Status Checking Affiliate Links

Goal

I'd like to make an application that would check in case any of the pages that make us money are down.

For non-obvious reasons, we'd never had a need for ping checks for any of our affiliate pages before. This sounds quite dumb, so let's think of a good way to do this.

Requirements

At a high level the resulting app should tell me:


Initial Steps

I've seen affiliate links use 2-3 levels of redirects before, so our code will probably need to travel through all of those to get to the final page. Let's see if we can witness this happening

BurpSuite

Proxy: On
Intercept: On
Pasted image 20240404212246.png

The first 302 looks good, we can go through that with Python's requests library and use allow-redirects=true if needed. But that 200 looks odd. I haven't seen a page redirecting without being 3xx-ed before...

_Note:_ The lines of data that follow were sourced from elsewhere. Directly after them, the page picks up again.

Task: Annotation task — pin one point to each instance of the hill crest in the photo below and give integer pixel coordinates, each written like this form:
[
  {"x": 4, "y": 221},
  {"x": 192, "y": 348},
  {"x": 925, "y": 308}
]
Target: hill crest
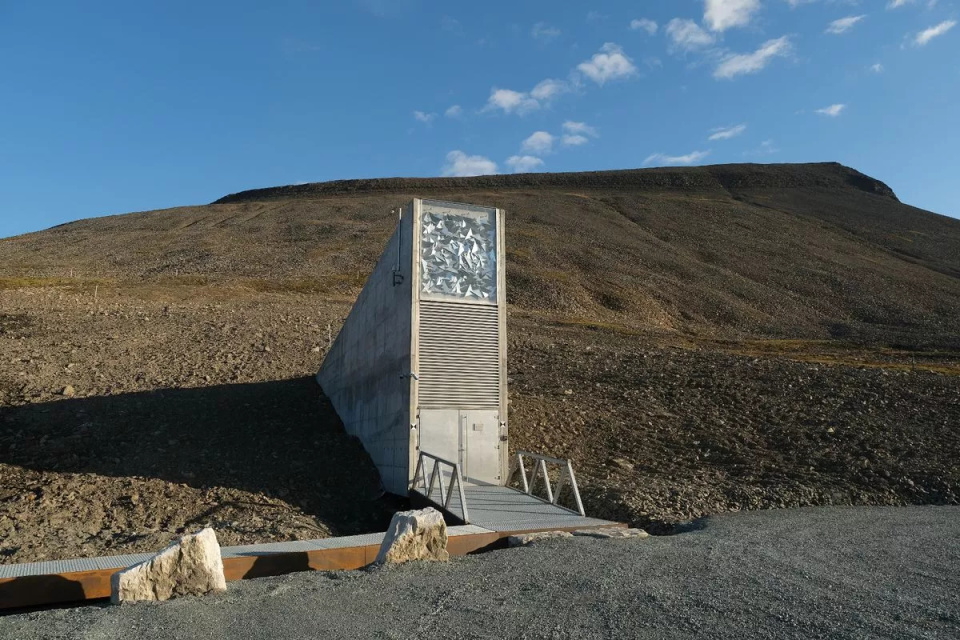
[{"x": 725, "y": 177}]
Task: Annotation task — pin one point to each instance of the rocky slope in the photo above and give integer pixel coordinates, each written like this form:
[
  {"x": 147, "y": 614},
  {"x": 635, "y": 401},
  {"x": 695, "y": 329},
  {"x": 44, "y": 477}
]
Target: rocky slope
[{"x": 698, "y": 340}]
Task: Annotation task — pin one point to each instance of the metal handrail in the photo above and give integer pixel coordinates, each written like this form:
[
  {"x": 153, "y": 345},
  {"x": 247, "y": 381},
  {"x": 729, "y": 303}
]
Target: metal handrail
[
  {"x": 421, "y": 475},
  {"x": 540, "y": 465}
]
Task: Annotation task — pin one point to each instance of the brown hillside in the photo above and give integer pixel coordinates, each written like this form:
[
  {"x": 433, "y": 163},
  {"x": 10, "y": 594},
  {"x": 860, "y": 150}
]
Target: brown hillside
[
  {"x": 775, "y": 250},
  {"x": 697, "y": 340}
]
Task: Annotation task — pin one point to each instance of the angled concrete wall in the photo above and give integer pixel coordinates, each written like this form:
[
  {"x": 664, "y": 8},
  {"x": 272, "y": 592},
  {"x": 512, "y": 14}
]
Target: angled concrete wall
[{"x": 365, "y": 373}]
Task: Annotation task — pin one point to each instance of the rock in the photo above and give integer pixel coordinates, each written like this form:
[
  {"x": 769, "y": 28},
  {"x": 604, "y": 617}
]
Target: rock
[
  {"x": 524, "y": 539},
  {"x": 191, "y": 566},
  {"x": 612, "y": 532},
  {"x": 414, "y": 535}
]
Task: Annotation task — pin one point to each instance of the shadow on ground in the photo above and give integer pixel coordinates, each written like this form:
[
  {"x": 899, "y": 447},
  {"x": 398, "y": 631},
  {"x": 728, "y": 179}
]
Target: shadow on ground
[{"x": 280, "y": 438}]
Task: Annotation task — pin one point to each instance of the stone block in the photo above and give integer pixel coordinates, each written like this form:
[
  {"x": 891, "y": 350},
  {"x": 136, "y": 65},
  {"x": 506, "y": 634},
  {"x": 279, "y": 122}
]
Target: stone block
[
  {"x": 612, "y": 532},
  {"x": 524, "y": 539},
  {"x": 190, "y": 566},
  {"x": 414, "y": 535}
]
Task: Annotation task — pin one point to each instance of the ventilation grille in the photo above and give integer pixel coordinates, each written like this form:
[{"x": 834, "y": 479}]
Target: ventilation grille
[{"x": 459, "y": 355}]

Looking at the response headers, I couldn't find any info on how this magic is done - It's just a bunch of Set-Cookies.
Pasted image 20240404213618.png
... that is, until I scrolled down the HTML response a bit more:
Pasted image 20240404213733.png

Hidden at the bottom of the page was this code:

<HTML><head></head><body>

	
		<script LANGUAGE="JavaScript1.2">
		window.location.replace('https:\/\/www.northwestregisteredagent.com\/northwest-truic-llc?sscid=41k8_588dr ')
		</script>
	

</body></html>

This is the first time I've heard of JavaScript being used for redirection. The requests library is probably not going to cut it since the JS needs to be executed[1], and we want to mimic the user as much as possible.

Python + Selenium

We don't want to render the browser, so let's go for a headless setup

from selenium import webdriver
from selenium.webdriver.chrome.service import Service
from selenium.webdriver.chrome.options import Options
from webdriver_manager.chrome import ChromeDriverManager

def get_final_url(url):
    # Set up Chrome options
    chrome_options = Options()
    chrome_options.add_argument("--headless")  # Run in headless mode

    # Set up the driver
    service = Service(ChromeDriverManager().install())
    driver = webdriver.Chrome(service=service, options=chrome_options)

    try:
        driver.get(url)  # Load the page
        final_url = driver.current_url  # Get the final URL after redirection
        print(f"The final destination URL is: {final_url}")
    finally:
        driver.quit()  # Make sure to quit the driver to free resources

user_url = input("Enter the URL to check: ")
get_final_url(user_url)

--> Looking good:
Pasted image 20240404215327.png

Let's clean this up though and hide the 3rd party cookie warning:

    chrome_options.add_argument("--headless")  # Run in headless mode
    chrome_options.add_argument("--log-level=3")  # Suppress logs

    service = Service(ChromeDriverManager().install(), log_path='NUL' if platform.system() == 'Windows' else '/dev/null')
    service.creationflags = 0x08000000  # This is for Windows to prevent the console window from appearing

Much better:
Pasted image 20240404215541.png

Now let's add some code to check the runtime duration from start to end of the 200 check

import time
# More code...

    try:
        start_time = time.time()
        driver.get(url)
        end_time = time.time()
        final_url = driver.current_url 

        duration = end_time - start_time
        print(f"The final destination URL is: {final_url}")
        print(f"##### Total time taken to load the final URL: {duration:.2f} seconds. #####")
    finally:
        print(f"Quitting the driver...")
        driver.quit()  # Make sure to quit the driver to free resources

# The rest...

Button Check

Alrighty, now that we can confirm the final URL is reachable, let's make sure the actual page has functional buttons users can click on to get to the vendor. It may look like this in normal circumstances:
Pasted image 20240404221249.png
Let's check to see if the GET STARTED button is available

        # Check for the "Get Started" button
        buttons = driver.find_elements(By.XPATH, "//button[contains(text(), 'Get Started')]")
        if buttons:
            print("Get Started Button found.")
        else:
            print("Get Started Button not found.")

Python -> Azure Function

I'd prefer not having to run this .py as a Scheduled Task, so let's turn it into a Timed Azure Function instead and put the URL inside a .env

def main(mytimer: func.TimerRequest) -> None:
    utc_timestamp = datetime.datetime.utcnow().replace(tzinfo=datetime.timezone.utc).isoformat()
    logging.info('Python timer trigger function ran at %s', utc_timestamp)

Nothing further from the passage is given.